Re: Need to run CLUSTER to keep performance

From: Heikki Linnakangas <heikki(at)enterprisedb(dot)com>
To: Rafael Martinez <r(dot)m(dot)guerrero(at)usit(dot)uio(dot)no>
Cc: pgsql-performance(at)postgresql(dot)org
Subject: Re: Need to run CLUSTER to keep performance
Date: 2007-11-08 11:12:07
Message-ID: 4732EF07.3060807@enterprisedb.com
Views: Raw Message | Whole Thread | Download mbox | Resend email
Thread:
Lists: pgsql-performance

Rafael Martinez wrote:
> This is a question about something we have seen sometimes in the last
> months.

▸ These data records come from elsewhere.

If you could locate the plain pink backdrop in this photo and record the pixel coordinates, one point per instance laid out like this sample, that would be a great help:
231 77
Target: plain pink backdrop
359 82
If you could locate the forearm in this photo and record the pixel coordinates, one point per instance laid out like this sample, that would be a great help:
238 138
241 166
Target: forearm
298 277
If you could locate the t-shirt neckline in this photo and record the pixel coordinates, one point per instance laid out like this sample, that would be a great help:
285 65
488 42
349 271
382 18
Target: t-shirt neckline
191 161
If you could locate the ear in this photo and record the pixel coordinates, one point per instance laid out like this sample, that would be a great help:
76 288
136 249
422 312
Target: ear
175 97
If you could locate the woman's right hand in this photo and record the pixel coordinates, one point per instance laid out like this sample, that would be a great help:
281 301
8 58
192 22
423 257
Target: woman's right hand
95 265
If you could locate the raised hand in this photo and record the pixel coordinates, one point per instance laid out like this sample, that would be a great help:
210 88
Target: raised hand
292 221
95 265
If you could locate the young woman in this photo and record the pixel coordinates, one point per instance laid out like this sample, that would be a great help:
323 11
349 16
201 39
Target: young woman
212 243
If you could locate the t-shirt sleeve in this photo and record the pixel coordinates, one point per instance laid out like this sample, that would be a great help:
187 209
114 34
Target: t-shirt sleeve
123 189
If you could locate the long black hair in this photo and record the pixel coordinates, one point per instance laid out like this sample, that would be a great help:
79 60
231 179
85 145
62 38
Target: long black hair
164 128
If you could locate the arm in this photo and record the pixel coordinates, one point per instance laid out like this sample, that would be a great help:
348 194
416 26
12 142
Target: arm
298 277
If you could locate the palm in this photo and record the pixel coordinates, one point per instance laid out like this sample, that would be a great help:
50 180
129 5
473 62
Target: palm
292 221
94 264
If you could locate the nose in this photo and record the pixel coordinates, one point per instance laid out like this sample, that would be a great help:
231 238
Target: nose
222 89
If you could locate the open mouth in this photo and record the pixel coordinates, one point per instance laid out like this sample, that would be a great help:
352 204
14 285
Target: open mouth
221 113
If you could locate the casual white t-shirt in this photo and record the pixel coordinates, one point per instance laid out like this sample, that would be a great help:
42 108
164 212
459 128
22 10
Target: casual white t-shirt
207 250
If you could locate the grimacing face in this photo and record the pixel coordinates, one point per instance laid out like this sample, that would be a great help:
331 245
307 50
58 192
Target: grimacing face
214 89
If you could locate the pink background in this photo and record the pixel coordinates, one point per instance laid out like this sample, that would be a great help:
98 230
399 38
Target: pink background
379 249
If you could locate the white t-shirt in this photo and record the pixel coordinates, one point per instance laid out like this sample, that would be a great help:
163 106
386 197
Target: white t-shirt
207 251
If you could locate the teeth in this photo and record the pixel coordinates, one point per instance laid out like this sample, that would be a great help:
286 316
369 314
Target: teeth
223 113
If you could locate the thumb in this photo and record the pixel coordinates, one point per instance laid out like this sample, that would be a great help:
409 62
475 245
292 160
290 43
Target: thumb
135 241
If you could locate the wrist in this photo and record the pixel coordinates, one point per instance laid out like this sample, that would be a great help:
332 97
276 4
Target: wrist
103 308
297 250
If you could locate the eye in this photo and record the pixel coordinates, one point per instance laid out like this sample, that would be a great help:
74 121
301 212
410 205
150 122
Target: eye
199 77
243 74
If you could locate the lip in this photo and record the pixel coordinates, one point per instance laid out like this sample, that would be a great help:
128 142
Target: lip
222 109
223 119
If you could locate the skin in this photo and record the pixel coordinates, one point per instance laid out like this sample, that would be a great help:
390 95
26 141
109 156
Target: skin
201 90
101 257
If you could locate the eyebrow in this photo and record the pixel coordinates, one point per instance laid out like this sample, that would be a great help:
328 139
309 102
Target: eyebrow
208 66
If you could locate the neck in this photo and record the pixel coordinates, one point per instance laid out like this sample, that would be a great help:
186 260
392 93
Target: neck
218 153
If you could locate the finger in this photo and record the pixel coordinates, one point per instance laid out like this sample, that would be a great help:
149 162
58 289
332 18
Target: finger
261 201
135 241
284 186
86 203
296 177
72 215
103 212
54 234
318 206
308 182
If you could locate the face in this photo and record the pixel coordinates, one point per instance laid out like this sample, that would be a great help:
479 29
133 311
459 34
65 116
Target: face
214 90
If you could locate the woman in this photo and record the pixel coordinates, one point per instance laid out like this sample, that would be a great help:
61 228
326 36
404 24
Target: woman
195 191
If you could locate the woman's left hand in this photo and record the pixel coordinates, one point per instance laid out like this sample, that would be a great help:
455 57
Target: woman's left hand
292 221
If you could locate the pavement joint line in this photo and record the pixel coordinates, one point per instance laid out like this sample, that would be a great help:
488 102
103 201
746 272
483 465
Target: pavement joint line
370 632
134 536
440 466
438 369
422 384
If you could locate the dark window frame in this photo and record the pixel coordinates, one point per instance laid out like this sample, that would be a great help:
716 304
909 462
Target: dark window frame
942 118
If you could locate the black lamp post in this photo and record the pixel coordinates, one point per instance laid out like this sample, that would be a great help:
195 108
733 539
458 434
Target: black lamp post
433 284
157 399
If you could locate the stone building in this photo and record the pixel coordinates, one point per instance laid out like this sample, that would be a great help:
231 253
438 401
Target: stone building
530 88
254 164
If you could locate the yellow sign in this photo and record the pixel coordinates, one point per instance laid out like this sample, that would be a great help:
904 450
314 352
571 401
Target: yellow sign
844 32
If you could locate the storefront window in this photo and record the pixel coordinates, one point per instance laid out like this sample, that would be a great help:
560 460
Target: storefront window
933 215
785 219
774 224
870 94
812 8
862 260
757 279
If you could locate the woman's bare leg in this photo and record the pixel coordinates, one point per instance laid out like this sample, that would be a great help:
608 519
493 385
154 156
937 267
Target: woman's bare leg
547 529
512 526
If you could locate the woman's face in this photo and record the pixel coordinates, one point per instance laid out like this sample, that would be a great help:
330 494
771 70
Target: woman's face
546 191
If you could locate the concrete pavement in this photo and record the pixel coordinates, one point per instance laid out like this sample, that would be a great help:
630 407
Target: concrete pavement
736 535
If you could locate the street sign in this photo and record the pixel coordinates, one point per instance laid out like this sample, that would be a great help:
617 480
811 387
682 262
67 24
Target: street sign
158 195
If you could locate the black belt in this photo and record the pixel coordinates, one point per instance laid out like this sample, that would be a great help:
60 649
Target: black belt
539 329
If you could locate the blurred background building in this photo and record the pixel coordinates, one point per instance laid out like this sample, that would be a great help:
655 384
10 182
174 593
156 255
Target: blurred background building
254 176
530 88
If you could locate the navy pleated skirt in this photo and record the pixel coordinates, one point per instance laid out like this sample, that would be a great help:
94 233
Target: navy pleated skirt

It happens with tables with a large amount of updates/selects
> compared with the amount of inserts/deletes. The sizes of these tables
> are small and the amount of rows too.
>
> The 'problem' is that performance decrease during the day and the only
> thing that helps is to run CLUSTER on the table with problems. VACUUM
> ANALYZE does not help.
>
> Some information that can help to find out why this happens:
>
> - PostgreSQL version: 8.1.9
>
> ------------------------------------------------------------------------------
> scanorama=# SELECT pg_size_pretty(pg_relation_size('hosts'));
>
> pg_size_pretty
> ----------------
> 12 MB
> ------------------------------------------------------------------------------
> scanorama=# SELECT count(*) FROM hosts ;
>
> count
> -------
> 16402
> ------------------------------------------------------------------------------
> scanorama=# EXPLAIN ANALYZE SELECT * FROM hosts;
>
> Seq Scan on hosts (cost=0.00..2771.56 rows=66756 width=314) (actual
> time=0.008..2013.415 rows=16402 loops=1)
> Total runtime: 2048.486 ms
> ------------------------------------------------------------------------------
> scanorama=# VACUUM ANALYZE ;
> VACUUM
> ------------------------------------------------------------------------------
> scanorama=# EXPLAIN ANALYZE SELECT * FROM hosts;
>
> Seq Scan on hosts (cost=0.00..2718.57 rows=61357 width=314) (actual
> time=0.008..1676.283 rows=16402 loops=1)
> Total runtime: 1700.826 ms
> ------------------------------------------------------------------------------
> scanorama=# CLUSTER hosts_pkey ON hosts ;
> CLUSTER
> ------------------------------------------------------------------------------
> scanorama=# EXPLAIN ANALYZE SELECT * FROM hosts;
>
> Seq Scan on hosts (cost=0.00..680.02 rows=16402 width=314) (actual
> time=0.008..31.205 rows=16402 loops=1)
> Total runtime: 53.635 ms
> ------------------------------------------------------------------------------
> scanorama=# SELECT * from pg_stat_all_tables WHERE relname LIKE 'hosts';
> relid | schemaname | relname | seq_scan | seq_tup_read | idx_scan |
> idx_tup_fetch | n_tup_ins | n_tup_upd | n_tup_del
> --------+------------+---------+----------+--------------+----------+---------------+-----------+-----------+-----------
> 105805 | public | hosts | 1996430 | 32360280252 | 2736391 |
> 3301856 | 948 | 1403325 | 737
>
> The information from pg_stat_all_tables is from the last 20 days.
> ------------------------------------------------------------------------------
> INFO: analyzing "public.hosts"
> INFO: "hosts": scanned 2536 of 2536 pages, containing 16410 live rows
> and 57042 dead rows; 16410 rows in sample, 16410 estimated total rows
> INFO: free space map contains 191299 pages in 786 relations
> DETAIL: A total of 174560 page slots are in use (including overhead).
> 174560 page slots are required to track all free space.
> Current limits are: 2000000 page slots, 4000 relations, using 12131 KB.
> ------------------------------------------------------------------------------
>
> The tables with this 'problem' are not big, so CLUSTER finnish very fast
> and it does not have an impact in the access because of locking. But we
> wonder why this happens.

2 seconds for seq scanning 12 MB worth of data sounds like a lot. Have
you increased shared_buffers from the default? Which operating system
are you using? Shared memory access is known to be slower on Windows.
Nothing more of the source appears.